For A Lost Submariner . . .


I will remember you Dmitry Staroseltsev
in these days of August and beyond.

Working daily among warehouse clutter and grime
I tune the radio to clinical, speculative voices;
to speech strangely devoid of names and stories.
Just talk instead of a catastrophe's cause;
a military's costly pride; a people's outrage.

The echo of tapping from inside the sunken hull
gives me pause in my work
to stare fixedly at an unseen horizon.

But on the third day comes word of silence
and I feel the weight of stone
tied to hope's ascent from the depths.

When not long after I see your face in the paper
I am struck by the intensity of your questioning gaze,
the almost sullen, bitter line of your mouth.
In my eyes you say to us all:
How many young lives must be lost?
How many more will be sacrificed?

I pray, Dmitry Staroseltsev,
that your noble vulnerability
and serene expression of indictment
remain as a watermark
upon our collective consciousness.

Let your expression haunt us
Let it remind us of our failure in preventing
the poison of nationalism and militarism
from stilling the hearts of the young.

Your coffin now is a leviathan,
silent on the remnants of ancient life.
A leviathan at peace in its brokenness
and freed from its relentless pursuit of war.

Your hallowed ground is a patch of sea
within the watery halo of the world,
a realm each day drawn closer
to winter's bitter, numbing breast.

Yet still I remember you Dmitry Staroseltsev
in these last days of summer and beyond
as your young body floats gently entombed
while life's rich contours wait
with fading hope for your embrace,
and the wilting blooms of possibility
let fall their despairing heads.


Michael J. Bayly

August 30, 2000



On August 12, 2000, the Russian submarine Kursk experienced a massive internal explosion while engaged in military exercises below the surface of the Barents Sea. Within minutes all contact with the Kursk was lost as the vessel plunged to the seabed 354 feet below. Dmitry Staroseltsev was one of the 118 men on board the Kursk.

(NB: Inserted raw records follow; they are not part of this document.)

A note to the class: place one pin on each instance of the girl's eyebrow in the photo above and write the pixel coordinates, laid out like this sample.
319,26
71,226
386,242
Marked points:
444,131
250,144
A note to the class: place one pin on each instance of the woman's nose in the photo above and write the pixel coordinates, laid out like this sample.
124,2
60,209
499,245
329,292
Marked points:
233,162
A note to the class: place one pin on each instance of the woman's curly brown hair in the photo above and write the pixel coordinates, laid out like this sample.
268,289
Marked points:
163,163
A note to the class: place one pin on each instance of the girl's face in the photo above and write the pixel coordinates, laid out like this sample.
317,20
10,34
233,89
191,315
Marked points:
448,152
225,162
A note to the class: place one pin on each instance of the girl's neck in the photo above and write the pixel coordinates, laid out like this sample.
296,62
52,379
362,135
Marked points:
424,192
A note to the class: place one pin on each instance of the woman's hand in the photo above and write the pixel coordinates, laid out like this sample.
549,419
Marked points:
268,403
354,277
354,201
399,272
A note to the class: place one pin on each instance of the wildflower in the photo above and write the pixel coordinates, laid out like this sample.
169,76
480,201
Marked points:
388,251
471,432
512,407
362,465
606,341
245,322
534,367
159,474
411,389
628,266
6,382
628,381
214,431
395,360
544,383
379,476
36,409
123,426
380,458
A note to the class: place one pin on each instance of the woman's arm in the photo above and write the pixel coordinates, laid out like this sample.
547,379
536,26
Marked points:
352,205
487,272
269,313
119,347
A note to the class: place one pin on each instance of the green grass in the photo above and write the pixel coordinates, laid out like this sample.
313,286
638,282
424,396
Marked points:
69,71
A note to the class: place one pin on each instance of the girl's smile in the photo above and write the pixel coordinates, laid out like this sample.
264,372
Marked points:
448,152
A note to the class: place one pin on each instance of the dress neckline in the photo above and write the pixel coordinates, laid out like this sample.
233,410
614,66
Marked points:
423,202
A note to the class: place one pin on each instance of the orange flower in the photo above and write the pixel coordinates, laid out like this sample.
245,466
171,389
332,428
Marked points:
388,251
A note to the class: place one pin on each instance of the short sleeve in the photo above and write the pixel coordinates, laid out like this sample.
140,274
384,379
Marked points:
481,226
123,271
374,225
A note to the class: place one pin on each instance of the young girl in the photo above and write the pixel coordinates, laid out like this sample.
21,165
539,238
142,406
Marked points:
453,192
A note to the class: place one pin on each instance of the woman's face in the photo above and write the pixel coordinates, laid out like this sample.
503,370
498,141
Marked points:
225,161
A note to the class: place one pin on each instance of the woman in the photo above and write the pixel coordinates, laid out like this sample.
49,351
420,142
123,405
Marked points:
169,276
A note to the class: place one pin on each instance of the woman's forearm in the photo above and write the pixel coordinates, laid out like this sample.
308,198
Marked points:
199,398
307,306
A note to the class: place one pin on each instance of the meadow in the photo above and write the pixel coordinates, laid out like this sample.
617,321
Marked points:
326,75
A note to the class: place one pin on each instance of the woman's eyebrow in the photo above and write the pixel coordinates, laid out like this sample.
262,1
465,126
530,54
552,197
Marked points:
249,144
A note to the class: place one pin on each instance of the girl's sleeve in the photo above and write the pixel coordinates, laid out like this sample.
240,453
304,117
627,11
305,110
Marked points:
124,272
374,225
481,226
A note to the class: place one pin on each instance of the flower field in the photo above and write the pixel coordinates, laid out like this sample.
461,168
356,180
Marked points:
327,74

A 20-year-old from southern Russia, Dmitry, according to his mother, Valentina, escaped "the worst nightmare of Russian mothers" - being sent to war-torn Chechnya - by winning a prestigious spot aboard the Kursk. "We thought the submarine was so safe," she told reporters in the days after the disaster.

For three days after the submarine plummeted to the ocean floor, sounds of faint tapping were audible from inside the hull, raising hopes that crew members remained alive and that a rescue attempt was possible. Yet the Russian navy proved ill-prepared to launch such an attempt and equally slow to respond to offers of help from Britain and Norway.

On August 16, the sounds from within the stranded vessel ceased. "All this news is like a little stab, followed by a little stab," Dmitry's mother said. "It would be better if it happened all at once." Of her trapped son, Valentina declared: "I think maybe he is lying silently. As a mother, I hope he is calm. The main thing is not to panic."

On August 19, a Norweigan rescue crew, summoned far too late according to many Russians, managed to open the Kursk's rear escape hatch and reported that the entire vessel was flooded. Within hours the Russian government conceded that all crew members were dead.

As this tragic course of events unfolded I found myself drawn to a picture of Dmitry Staroseltsev published in the Minneapolis Star Tribune on August 17, 2000. It was in response to this haunting image and to the Kurst disaster that I wrote For A Lost Submariner. And it is because of events like this and lost lives like Dmitry's that I vow to continue to work towards the day when it will be inconceivable to consider placing the lives of young men, of mothers' sons, in situations of danger and violence for the sake of the false gods of "national security" and militarism. May that day come soon.